Influential bands such as The Gun Club, X and the Blasters were at the forefront of a brash new hybrid that sadly never gained much in the way of mainstream acceptance. Not that this mattered one bit to the rogue band of greasers, pin-up gals, homeboys, chicas, shitkickers, skins, rockabilly rebels and mohawked punks who ventured into the sweltering hinterlands of Orange County's Oak Creek Canyon on Saturday (7/2) for the musical hayride known as Hootenanny. Every summer since 1995, the slicked-back pompadours and piled-high bouffants make the trek in their pink Caddies and Buick Skylarks to witness the young and old break out the hollow-body guitars and sing tales of woe.
There was something for everyone at this summer's lineup, from the sweet Tex-Mex warblings of Rosie Flores to the drunken, comedic Oi-inspired musings of the Swingin' Utters. Big Sandy sang with a voice as sweet and spicy as roasted chipotles and Mojo Nixon sang about tying his pecker to his leg. Three Bad Jacks sang like the illegitimate sons of Johnny Cash and Joe Strummer. John Doe sang "It's the 4th of July" with a pensive melancholy that captured our national afflictions.
The Supersuckers delivered a crunching set proving that they are perhaps the greatest rock-and-roll band in the world you've never heard of.
Royal Crown Revue deserved meritorious service awards just for donning black suits in the blazing mid-afternoon sun. The band behind the swing revival of the mid '90s still kills it live. Frontman Eddie Nichols closed their much-too-brief set by suggesting that the crowd come out see them again some time, "like at night." Indeed.
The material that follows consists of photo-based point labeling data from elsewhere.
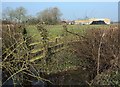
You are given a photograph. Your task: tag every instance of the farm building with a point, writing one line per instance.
(93, 21)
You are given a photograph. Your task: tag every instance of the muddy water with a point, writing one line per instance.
(78, 76)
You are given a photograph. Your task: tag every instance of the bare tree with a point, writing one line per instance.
(50, 15)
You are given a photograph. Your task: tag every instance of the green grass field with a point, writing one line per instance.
(57, 30)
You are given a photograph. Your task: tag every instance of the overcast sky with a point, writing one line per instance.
(71, 10)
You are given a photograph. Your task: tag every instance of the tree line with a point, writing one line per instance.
(48, 16)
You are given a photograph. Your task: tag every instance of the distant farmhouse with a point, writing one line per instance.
(93, 21)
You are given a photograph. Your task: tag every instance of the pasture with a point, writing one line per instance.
(58, 31)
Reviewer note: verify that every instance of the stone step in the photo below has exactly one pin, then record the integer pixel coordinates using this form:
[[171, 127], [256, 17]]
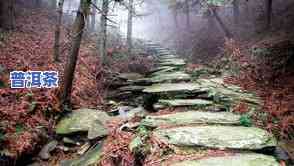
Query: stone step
[[219, 137], [172, 62], [185, 102], [192, 117], [248, 159], [173, 87], [84, 120], [170, 77]]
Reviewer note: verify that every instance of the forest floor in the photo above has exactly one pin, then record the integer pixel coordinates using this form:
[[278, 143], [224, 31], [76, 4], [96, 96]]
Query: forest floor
[[28, 116]]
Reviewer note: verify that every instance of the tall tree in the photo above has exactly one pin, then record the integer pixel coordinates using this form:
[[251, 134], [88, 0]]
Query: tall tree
[[53, 4], [130, 26], [221, 23], [103, 32], [57, 30], [78, 30], [269, 8], [187, 13], [7, 15], [236, 12], [93, 16]]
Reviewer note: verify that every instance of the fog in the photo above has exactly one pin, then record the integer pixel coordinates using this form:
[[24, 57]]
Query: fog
[[152, 18]]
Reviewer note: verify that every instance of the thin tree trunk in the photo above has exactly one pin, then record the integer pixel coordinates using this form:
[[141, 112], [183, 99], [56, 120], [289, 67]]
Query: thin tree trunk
[[236, 12], [53, 4], [7, 14], [103, 33], [269, 8], [78, 30], [130, 27], [57, 30], [221, 23], [93, 18], [187, 12], [175, 16]]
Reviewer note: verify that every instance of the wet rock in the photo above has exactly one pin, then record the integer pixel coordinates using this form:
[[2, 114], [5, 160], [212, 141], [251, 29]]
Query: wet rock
[[221, 137], [250, 159], [170, 77], [87, 120], [130, 76], [164, 71], [191, 117], [185, 102], [67, 140], [172, 62], [92, 157], [132, 88], [174, 87], [45, 152]]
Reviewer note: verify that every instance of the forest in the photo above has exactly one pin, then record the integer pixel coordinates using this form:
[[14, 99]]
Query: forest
[[146, 83]]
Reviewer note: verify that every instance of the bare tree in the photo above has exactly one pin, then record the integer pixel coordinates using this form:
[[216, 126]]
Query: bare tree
[[187, 13], [236, 12], [57, 30], [93, 16], [78, 30], [221, 23], [269, 8], [103, 32], [7, 16], [130, 26]]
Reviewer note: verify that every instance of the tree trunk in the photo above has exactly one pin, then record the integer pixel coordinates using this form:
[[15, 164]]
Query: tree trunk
[[53, 4], [269, 8], [7, 15], [103, 33], [221, 23], [236, 12], [187, 12], [57, 30], [78, 30], [93, 18], [130, 27], [175, 16]]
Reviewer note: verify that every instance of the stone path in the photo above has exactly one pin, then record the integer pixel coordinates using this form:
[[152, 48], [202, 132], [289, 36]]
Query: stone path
[[206, 120]]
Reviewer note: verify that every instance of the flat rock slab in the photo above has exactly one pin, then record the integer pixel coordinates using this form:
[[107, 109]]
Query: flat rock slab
[[84, 120], [92, 157], [133, 88], [220, 137], [164, 71], [172, 87], [174, 76], [172, 62], [185, 102], [192, 117], [130, 76], [170, 56], [249, 159]]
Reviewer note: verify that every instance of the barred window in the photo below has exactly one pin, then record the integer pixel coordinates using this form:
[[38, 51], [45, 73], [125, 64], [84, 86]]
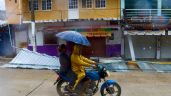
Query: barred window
[[46, 4], [86, 3], [73, 4], [35, 4], [100, 3]]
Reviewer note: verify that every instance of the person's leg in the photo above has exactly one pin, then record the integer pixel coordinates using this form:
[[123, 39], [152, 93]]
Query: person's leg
[[80, 76]]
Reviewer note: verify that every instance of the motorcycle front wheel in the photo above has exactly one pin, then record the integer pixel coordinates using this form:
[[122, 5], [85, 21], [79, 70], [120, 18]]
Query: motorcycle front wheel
[[113, 90]]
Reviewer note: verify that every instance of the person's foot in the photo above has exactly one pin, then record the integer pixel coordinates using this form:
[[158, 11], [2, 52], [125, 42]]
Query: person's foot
[[69, 88]]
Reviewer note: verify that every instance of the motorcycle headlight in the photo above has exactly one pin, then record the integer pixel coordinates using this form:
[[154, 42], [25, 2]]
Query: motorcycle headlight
[[108, 73]]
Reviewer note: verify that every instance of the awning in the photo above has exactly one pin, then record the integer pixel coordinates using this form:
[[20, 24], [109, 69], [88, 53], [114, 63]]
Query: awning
[[144, 32], [97, 34]]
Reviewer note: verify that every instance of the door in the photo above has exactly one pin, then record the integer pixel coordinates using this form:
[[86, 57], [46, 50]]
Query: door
[[5, 43], [97, 48], [73, 12]]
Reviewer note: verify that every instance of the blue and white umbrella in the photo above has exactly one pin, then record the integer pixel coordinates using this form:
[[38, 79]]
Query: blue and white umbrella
[[74, 36]]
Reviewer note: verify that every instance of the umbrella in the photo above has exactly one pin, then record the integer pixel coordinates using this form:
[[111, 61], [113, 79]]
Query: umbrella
[[73, 36]]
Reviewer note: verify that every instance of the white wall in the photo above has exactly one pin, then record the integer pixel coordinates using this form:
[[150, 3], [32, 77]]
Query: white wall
[[39, 35], [166, 47], [117, 38], [144, 47]]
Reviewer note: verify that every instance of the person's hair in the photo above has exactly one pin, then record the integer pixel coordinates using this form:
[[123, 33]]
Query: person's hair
[[61, 47]]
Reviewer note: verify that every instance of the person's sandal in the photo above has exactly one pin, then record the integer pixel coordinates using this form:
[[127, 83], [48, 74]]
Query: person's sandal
[[69, 88]]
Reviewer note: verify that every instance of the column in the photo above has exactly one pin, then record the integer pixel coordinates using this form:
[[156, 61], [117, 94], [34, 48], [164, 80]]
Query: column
[[131, 47]]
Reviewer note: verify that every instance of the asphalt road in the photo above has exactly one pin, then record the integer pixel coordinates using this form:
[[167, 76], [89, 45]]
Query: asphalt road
[[29, 82]]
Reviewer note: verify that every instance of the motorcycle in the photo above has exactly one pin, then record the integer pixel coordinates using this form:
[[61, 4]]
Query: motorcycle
[[95, 77]]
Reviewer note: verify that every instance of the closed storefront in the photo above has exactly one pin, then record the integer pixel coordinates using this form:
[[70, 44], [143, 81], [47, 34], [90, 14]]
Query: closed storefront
[[144, 47], [165, 47]]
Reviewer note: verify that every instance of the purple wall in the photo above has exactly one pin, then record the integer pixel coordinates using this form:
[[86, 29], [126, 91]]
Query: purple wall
[[47, 49], [113, 50]]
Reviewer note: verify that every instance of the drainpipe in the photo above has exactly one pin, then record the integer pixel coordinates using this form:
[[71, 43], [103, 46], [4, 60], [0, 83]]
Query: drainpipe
[[20, 8], [33, 26], [159, 6]]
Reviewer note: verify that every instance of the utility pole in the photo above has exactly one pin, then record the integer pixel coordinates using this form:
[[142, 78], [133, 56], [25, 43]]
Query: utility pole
[[33, 27]]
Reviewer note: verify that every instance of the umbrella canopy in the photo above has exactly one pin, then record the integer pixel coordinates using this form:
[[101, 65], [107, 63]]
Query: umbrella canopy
[[73, 36]]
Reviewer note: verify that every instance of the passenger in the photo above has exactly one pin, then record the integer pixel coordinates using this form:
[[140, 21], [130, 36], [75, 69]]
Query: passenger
[[65, 68], [78, 63]]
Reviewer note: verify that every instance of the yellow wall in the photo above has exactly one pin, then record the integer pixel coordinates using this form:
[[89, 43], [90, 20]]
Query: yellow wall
[[112, 10], [59, 11], [13, 11]]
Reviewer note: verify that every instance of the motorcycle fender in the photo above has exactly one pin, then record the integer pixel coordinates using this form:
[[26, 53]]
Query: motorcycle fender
[[107, 84]]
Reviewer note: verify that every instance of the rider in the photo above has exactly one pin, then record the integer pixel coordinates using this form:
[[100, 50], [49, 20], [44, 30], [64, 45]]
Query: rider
[[78, 63]]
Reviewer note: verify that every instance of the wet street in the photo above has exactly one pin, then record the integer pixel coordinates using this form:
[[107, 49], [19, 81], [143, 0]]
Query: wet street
[[29, 82]]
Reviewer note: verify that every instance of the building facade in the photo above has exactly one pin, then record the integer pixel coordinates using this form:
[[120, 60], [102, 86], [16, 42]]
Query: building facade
[[96, 19], [146, 28]]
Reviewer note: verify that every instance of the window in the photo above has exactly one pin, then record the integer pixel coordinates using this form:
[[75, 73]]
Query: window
[[46, 4], [100, 3], [86, 3], [35, 4], [73, 4]]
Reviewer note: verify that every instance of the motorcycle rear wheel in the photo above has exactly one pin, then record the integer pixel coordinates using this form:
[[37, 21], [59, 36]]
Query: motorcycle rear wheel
[[113, 90]]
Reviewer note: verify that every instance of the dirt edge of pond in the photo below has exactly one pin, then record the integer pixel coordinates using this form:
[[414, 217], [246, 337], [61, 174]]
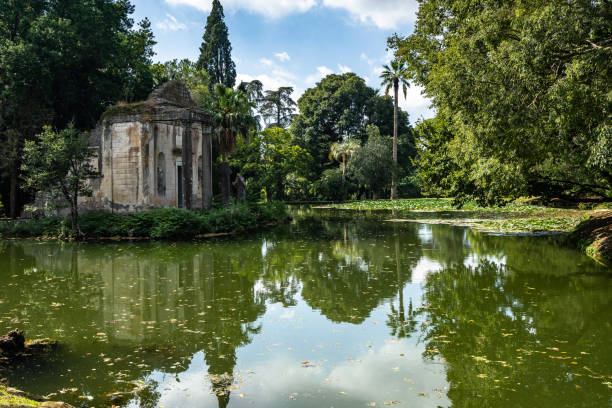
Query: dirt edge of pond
[[13, 398], [594, 236]]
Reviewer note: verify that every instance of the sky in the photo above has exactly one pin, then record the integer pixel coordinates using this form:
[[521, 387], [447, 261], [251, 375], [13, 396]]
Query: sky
[[291, 42]]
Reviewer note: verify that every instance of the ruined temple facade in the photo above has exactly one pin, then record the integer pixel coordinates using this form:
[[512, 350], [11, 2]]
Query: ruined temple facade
[[153, 154]]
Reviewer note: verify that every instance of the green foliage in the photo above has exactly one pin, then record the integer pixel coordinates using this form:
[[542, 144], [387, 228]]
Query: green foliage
[[342, 106], [436, 169], [171, 223], [196, 79], [268, 159], [343, 152], [526, 89], [373, 165], [277, 107], [63, 62], [59, 163], [216, 50], [334, 187], [43, 227]]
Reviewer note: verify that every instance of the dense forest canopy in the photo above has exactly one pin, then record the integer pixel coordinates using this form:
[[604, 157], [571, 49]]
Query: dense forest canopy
[[523, 91], [65, 62]]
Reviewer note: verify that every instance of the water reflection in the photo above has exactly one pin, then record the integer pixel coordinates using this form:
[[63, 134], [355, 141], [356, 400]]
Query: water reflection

Seattle's Murder City Devils delivered a spastic and wildly uneven set. But then again, wasn't that the point? We've seen better episodes of this sitcom before (At The Drive In, The Dwarves, Jesus Lizard), and its going to take a lot more than a sloppy man kiss (how daring) to make up for the lack of actual songs. Reckless youthful energy is endearing when you're witnessing a bunch of kids seek and destroy, but these cats are well into their 30s and its getting a tad contrived. Then again, the crowd loved them, so what do I know, I'm just an asshole music critic.
The Reverend Horton Heat opened his country-fried punkabilly set with the Morricone flavored "Marijuana," which particularly delighted the Orange County Sheriffs in attendance. As if on cue, several homeys blazed up joints, and one even brazenly explained that he was "a legalized bro" because had his medical marijuana card. To their credit, the sheriffs let it go and smiled. The Rev (who played the inaugural Hootenanny in 1995) performed one song from each of his nine albums in chronological order, and closed his set with a few crowd faves, including the July 4th-appropriate "Run, Run, Rudolph."
Sporting the freshly minted spoked B of the Stanley Cup Champion Boston Bruins on their kick drum, the Dropkick Murphys tore into an hour long set that proved they are the kings of Celtic punk.
While the Murphys are directly inspired by the Pogues and as well as the traditional Irish tunes they listened to as children, a band like this could have only come from a place like Boston. They have become an integral part of the cultural story that is "The Irish in America".
This was big music and a big production. In addition to guitars, bass, drums, bagpipes, tin whistle, banjo, and mandolin, the Murphys brought along three violinists and an accordionist. What came forth was an furious bar brawl of sound that had the mosh pit at full boil. They may be Massholes at heart, but these lads are also as socially conscious they come. Songs like "Last Letter Home" and 'Take 'em Down" prove that they have more than the next pint of Guinness on their minds. Their anthem "I'm Shipping Up to Boston" (featured in Martin Scorsese's excellent "The Departed") has become a fist pumping favorite at sporting events the world over.
Sure, they may build more cars in Japan and make more electric guitars in China, but Saturday's festival proved that the good ole USA is still can't be outdone in terms of traditional rock 'n' roll, vintage Detroit steel and pretty girls dolled up in their best Betty Page dresses. That said, it is rather puzzling that Hootenanny hasn't blossomed into a national tour, given its longevity and success. Someone please get on that.